To be quite specific, candidates rarely are. Policy details can boomerang on hopefuls
Washington — George Bush has labeled Democratic nominee Michael Dukakis the ``stealth candidate'' for being vague on the issues. Mr. Dukakis, although with not so catchy a phrase, has essentially leveled the same charge at Mr. Bush. But political analysts say the candidates are actually doing their best to avoid the details of policy, because details tend to generate trouble.
``This is the game of the 50 million,'' explains veteran political analyst Richard Scammon. ``You've got to get 50 million people to vote for you come November. You cannot get 50 million Americans to vote for you on a concrete, specific, 28-[point] program.
``You are necessitously in the ambivalent middle,'' Mr. Scammon says, ``simply because that's where the people are.''
Now that voters are paying more attention to the campaign, it would seem to be a good opportunity for the candidates to get more specific, and to broaden the policy agenda. Neither campaign plans to make many major changes in the political script, however, as the political season moves into its final phase.
The basic strategy for the Dukakis campaign is to hammer away at the same themes the Massachusetts governor has been using since he announced his candidacy.
``He will continue to stick to the knitting,'' says Dukakis aide Tom Herman.
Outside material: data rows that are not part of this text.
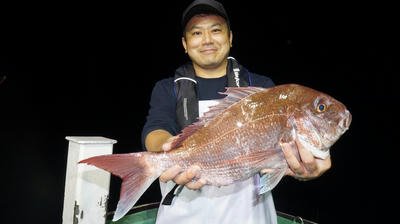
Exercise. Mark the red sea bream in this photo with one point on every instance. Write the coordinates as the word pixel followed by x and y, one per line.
pixel 237 138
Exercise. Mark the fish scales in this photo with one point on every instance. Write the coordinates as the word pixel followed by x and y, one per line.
pixel 237 138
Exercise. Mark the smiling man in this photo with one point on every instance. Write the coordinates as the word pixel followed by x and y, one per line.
pixel 177 102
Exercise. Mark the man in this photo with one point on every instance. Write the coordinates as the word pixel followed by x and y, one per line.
pixel 177 102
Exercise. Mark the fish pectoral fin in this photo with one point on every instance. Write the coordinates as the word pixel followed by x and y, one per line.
pixel 271 177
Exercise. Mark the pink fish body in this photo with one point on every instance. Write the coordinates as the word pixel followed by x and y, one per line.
pixel 237 138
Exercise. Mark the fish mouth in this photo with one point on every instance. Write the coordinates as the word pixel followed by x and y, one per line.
pixel 344 124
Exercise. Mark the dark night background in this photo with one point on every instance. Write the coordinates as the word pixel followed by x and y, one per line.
pixel 88 70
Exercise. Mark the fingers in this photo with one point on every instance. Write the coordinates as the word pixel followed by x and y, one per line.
pixel 307 158
pixel 187 176
pixel 195 185
pixel 295 166
pixel 168 144
pixel 170 173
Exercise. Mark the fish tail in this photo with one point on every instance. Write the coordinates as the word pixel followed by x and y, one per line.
pixel 135 173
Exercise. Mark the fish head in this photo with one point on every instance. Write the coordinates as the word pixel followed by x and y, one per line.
pixel 320 121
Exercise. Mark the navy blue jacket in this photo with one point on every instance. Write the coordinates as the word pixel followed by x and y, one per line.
pixel 162 112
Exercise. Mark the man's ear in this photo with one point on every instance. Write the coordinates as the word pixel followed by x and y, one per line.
pixel 184 44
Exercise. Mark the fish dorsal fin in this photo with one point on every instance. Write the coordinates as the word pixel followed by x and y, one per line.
pixel 233 95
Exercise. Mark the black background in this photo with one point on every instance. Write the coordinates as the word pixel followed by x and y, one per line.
pixel 88 70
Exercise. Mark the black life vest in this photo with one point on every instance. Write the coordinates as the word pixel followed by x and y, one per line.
pixel 187 106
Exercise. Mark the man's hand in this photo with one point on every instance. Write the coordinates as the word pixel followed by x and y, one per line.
pixel 182 178
pixel 304 166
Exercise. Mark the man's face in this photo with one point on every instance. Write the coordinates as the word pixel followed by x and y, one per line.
pixel 208 40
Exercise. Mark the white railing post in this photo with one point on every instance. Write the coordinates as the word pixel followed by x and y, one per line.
pixel 86 187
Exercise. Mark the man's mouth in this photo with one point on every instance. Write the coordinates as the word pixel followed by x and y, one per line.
pixel 208 51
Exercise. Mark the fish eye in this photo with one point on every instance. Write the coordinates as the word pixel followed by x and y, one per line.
pixel 321 108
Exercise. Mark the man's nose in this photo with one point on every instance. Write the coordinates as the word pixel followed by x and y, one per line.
pixel 207 38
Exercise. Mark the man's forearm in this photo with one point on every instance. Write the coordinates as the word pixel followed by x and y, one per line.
pixel 155 139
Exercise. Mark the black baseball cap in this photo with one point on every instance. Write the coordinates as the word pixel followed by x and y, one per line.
pixel 203 7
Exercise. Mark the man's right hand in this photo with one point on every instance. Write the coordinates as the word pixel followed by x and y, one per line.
pixel 175 173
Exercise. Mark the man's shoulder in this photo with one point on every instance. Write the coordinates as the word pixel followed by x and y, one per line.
pixel 260 80
pixel 165 82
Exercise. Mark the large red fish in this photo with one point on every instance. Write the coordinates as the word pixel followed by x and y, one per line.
pixel 236 139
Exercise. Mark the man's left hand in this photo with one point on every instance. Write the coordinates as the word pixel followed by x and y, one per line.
pixel 305 166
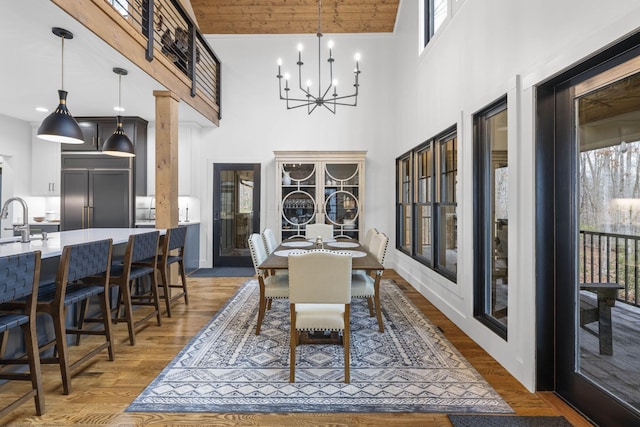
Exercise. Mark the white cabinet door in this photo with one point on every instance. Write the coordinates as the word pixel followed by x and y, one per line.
pixel 45 167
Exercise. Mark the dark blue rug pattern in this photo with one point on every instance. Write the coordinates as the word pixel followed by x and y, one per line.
pixel 410 367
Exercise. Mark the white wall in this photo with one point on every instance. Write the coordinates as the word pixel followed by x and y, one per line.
pixel 486 50
pixel 255 122
pixel 15 149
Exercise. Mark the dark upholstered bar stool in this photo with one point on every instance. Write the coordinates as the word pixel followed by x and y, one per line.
pixel 76 263
pixel 173 240
pixel 19 276
pixel 124 276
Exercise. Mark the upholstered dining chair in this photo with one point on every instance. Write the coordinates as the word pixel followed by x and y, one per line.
pixel 19 276
pixel 323 230
pixel 365 286
pixel 124 275
pixel 319 298
pixel 270 241
pixel 272 286
pixel 77 262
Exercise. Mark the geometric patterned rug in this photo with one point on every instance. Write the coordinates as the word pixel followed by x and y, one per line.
pixel 411 367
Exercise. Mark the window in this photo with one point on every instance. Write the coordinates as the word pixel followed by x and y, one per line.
pixel 404 197
pixel 426 220
pixel 435 12
pixel 491 239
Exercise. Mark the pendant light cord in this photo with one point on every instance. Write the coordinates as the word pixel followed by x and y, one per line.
pixel 62 61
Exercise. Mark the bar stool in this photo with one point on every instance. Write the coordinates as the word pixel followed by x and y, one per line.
pixel 19 276
pixel 173 240
pixel 76 263
pixel 124 275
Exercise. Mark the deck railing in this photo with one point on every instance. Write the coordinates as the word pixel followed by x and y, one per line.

Paul Jensen, an adviser to the Dukakis campaign, agrees. ``I don't think the general thrust of the Dukakis campaign is going to change at all,'' he says. Mr. Jensen does say, however, that ``as the election evolves there will be opportunities to make specific commitments.''
What issues can voters expect to hear from the Dukakis camp?
``We will continue to talk about the issues the governor has been talking about since he announced his run for the presidency,'' Mr. Herman says. The ``knitting,'' as he refers to it, ``focuses on the economic future of this country, it focuses on creating good jobs at good wages ... a real war on drugs ... ensuring that quality health-care is available to every one ... [and that] a home of your own is available to everyone.''
The Bush campaign has been trying to make an issue out of the Democratic platform, which was kept brief by design. The Democrats realize that Scammon's ``ambivalent middle'' are the swing voters who will determine the outcome of the election. As a result, the eight-page Democratic platform is an attempt to find an acceptable middle ground among the often divergent views within the party - views that don't always sit well with the more conservative Reagan Democrats.
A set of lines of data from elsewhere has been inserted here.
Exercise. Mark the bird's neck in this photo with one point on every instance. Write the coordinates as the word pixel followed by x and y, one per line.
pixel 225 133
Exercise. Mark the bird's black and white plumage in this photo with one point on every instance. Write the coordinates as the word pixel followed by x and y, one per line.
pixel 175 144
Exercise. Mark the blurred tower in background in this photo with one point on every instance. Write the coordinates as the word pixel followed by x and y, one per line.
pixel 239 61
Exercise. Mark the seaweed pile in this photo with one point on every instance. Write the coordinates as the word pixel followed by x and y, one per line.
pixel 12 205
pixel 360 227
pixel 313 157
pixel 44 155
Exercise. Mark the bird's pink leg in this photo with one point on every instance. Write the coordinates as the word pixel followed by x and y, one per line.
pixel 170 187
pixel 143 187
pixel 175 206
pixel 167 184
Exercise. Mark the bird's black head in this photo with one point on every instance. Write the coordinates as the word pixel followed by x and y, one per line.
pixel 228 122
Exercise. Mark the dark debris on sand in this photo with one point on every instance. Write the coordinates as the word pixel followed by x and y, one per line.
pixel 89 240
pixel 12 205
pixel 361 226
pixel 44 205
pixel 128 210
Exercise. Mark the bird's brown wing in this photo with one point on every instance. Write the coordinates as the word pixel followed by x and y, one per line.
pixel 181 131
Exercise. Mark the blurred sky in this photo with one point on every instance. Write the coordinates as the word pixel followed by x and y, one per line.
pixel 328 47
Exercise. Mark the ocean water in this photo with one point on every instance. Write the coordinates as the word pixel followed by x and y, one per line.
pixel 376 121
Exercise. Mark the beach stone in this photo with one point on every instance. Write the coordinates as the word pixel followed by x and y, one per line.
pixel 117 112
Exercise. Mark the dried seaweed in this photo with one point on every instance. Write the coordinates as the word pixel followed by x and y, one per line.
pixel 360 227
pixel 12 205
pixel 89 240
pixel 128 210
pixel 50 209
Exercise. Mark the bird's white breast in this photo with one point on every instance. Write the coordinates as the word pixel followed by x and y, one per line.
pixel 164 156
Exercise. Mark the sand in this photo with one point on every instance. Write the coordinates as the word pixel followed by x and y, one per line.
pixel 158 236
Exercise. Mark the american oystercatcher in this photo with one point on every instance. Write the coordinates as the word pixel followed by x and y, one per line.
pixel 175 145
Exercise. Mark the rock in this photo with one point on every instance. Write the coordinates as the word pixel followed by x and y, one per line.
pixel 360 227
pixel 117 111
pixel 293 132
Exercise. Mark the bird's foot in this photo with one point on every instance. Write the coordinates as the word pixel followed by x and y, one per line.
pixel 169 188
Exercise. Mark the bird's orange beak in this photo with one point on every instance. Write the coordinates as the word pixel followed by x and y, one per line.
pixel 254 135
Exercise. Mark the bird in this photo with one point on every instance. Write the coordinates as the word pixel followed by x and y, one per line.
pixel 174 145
Zeroing in on the absence of specific proposals in the Democratic platform, Bush told the drafters of the 104-page GOP platform:
``While [Dukakis] can't decide about the stealth bomber, he favors instead stealth policies - they can be neither seen nor heard. His campaign jets from place to place, but no issues show up on the radar screen.''
The label angers Dukakis's staff, who feel they have been a lot more specific on many issues than the vice-president.
``George Bush has not been paying attention to the [more than] 40 issue papers this campaign has put out, or to the over 100 speeches we have made,'' says Herman, Dukakis's senior deputy for issues. ``Basically it is a campaign ploy, a smoke screen in an attempt to hide the true facts.''
Dukakis has in fact outlined his positions on many issues through his speeches and issue papers, but the Bush forces will continue to focus on the differences in the two party platforms.
``George Bush has been infinitely more specific,'' says Jim Pinkerton, Bush's director of research. ``Compare the platforms.''
Voters will have to watch very closely to catch new policy advances by both parties, since such pronouncements have to compete with the less substantive but more colorful political rhetoric that often catches the headlines.